Judge Claire Louise Borengasser, 71, a longtime resident and well-known figure in Fort Smith legal circles, passed away surrounded by her family on October 12, 2023, at her home in Fayetteville. Born on March 20, 1952, Claire’s parents were Sigmund Jake and Elizabeth “Betty” McCulloch Borengasser. Claire was an accomplished artist, who in 1975 earned a bachelor’s degree in art at the University of Arkansas at Fayetteville and in 1987 was awarded a juris doctorate at the law school there. But most of all, Claire will forever be remembered by her many friends and loving family as someone with a great sense of humor, an unmatchable generosity for how she conducted herself with other people and an unflinching dedication to her family.
Claire served for nine years as a deputy prosecutor and eight years as a deputy public defender for the Sixth Arkansas Judicial District in Sebastian County. She was then named the first full-time prosecuting attorney for the City of Fort Smith. In 2008, she was elected judge of the Fort Smith division of the Sixth Judicial District where she served for the next eleven years. In her career as a prosecutor and public defender, during which she participated and many times was lead counsel in hundreds of bench petitions and jury trial , Claire took special interest in cases involving child abuse wherein she endeavored to seek justice not only for these children but future victims of such crimes. She served as a charter member of the Child Abuse Prevention Team, which actively works in the community to protect children from abuse and neglect, and helped to start the Restore Hope Program, in which defendants can choose to undergo counseling and education programs in lieu of jail time to turn their lives around and reduce the chance of repeat offenses. On June 1, 2022, soon after she was diagnosed with cancer, Claire retired from the bench. Of her eleven years as a judge, she said “I tried to be impartial and open-minded and respectful and patient with all persons in and out of the courtroom. I endeavored to treat each person how I would want to be treated. Yet I also had to show courage in my decisions, not bending to political or social pressures, and to use common sense in and out of the courtroom.”

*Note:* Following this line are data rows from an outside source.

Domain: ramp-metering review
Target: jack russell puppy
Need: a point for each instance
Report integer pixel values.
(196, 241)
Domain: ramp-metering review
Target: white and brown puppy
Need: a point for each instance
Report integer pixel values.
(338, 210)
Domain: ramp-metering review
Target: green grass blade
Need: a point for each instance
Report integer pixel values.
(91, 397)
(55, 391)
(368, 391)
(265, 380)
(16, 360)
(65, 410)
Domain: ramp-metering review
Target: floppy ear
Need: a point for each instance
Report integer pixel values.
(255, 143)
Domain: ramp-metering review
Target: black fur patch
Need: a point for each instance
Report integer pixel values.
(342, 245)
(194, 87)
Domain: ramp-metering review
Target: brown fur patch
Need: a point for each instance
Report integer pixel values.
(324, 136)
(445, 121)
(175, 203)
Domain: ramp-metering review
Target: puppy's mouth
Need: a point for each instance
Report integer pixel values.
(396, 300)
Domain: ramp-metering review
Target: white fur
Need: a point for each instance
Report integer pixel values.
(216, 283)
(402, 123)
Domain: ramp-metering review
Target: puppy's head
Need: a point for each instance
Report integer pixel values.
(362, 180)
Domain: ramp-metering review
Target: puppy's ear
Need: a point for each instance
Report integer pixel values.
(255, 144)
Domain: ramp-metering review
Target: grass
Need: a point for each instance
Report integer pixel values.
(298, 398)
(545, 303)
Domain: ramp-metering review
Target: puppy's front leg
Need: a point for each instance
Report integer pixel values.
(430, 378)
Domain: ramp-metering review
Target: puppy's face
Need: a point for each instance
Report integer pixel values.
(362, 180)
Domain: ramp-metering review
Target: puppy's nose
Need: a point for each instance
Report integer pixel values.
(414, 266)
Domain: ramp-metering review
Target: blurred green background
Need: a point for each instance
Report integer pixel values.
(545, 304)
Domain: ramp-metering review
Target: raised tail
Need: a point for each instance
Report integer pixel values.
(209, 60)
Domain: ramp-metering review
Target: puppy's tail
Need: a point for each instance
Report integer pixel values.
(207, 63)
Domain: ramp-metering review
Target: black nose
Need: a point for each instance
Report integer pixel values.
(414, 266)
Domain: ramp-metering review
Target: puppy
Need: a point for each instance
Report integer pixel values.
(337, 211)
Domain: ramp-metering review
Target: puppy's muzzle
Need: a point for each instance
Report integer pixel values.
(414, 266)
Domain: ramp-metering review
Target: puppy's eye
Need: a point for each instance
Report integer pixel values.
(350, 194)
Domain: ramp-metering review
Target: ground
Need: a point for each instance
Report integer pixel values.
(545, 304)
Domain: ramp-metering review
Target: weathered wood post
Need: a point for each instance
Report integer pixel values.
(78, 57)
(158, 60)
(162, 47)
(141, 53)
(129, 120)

All her life, Claire was known as a “hardworking girl”. She and her brother and five sisters lived on South “N” Street and, when they were of school age, walked to classes at Christ The King Elementary School. In time each of them also worked at the family’s well-known local businesses, the “Borengasser’s Color Clinic” on Towson Avenue and “SJB Paint Factory” at Wheeler Avenue and South Y Street. Claire had an eye for color and her specialty at the paint factory was using the company’s formulas to match paint for customers and manufacture fifty-five gallon barrels of paint. For a time when her father became ill, she also managed the businesses. Life for the family wasn’t all work and no play. Many fun weekends through those years were spent hiking and cooking out at a cabin that Claire’s parents bought near Rudy. Claire continued her education at St. Anne’s Catholic High School and the University of Arkansas at Fayetteville where she studied under popular surrealism artist Donald Roller Wilson. She later accepted many private commissions, as well as rendering oil and water color paintings of her family that have become treasured keepsakes. Having also earned a teaching certificate, Claire taught math classes Darby Junior High School before deciding eventually to attend law school.
Claire will be dearly missed and forever remembered by her daughter, Brigit Dollar, of Fayetteville, her son, daughter-in-law and precious grandchild, Nick, Kim and Lennox Dollar of Fayetteville, brother, Sigmund Borengasser Jr. of Fort Smith, her five sisters, Ann Borengasser of Tulsa, Oklahoma, Janie Hentschel of Fort Smith, Colleen Baker and her husband, Robert, of Houston, Texas, Brenda Zodrow and her husband, David of Fayetteville, and Sarah Vestrat and her husband, Glenn, and son, Douglas, of Broken Arrow, Oklahoma, and many nieces and nephews.
Rosary Service will be 10:00 am Tuesday, October 24, 2023. Followed by the Memorial Mass at 10:30 am, at Christ the King Catholic Church. Cremation is under the direction of Edwards Funeral Home.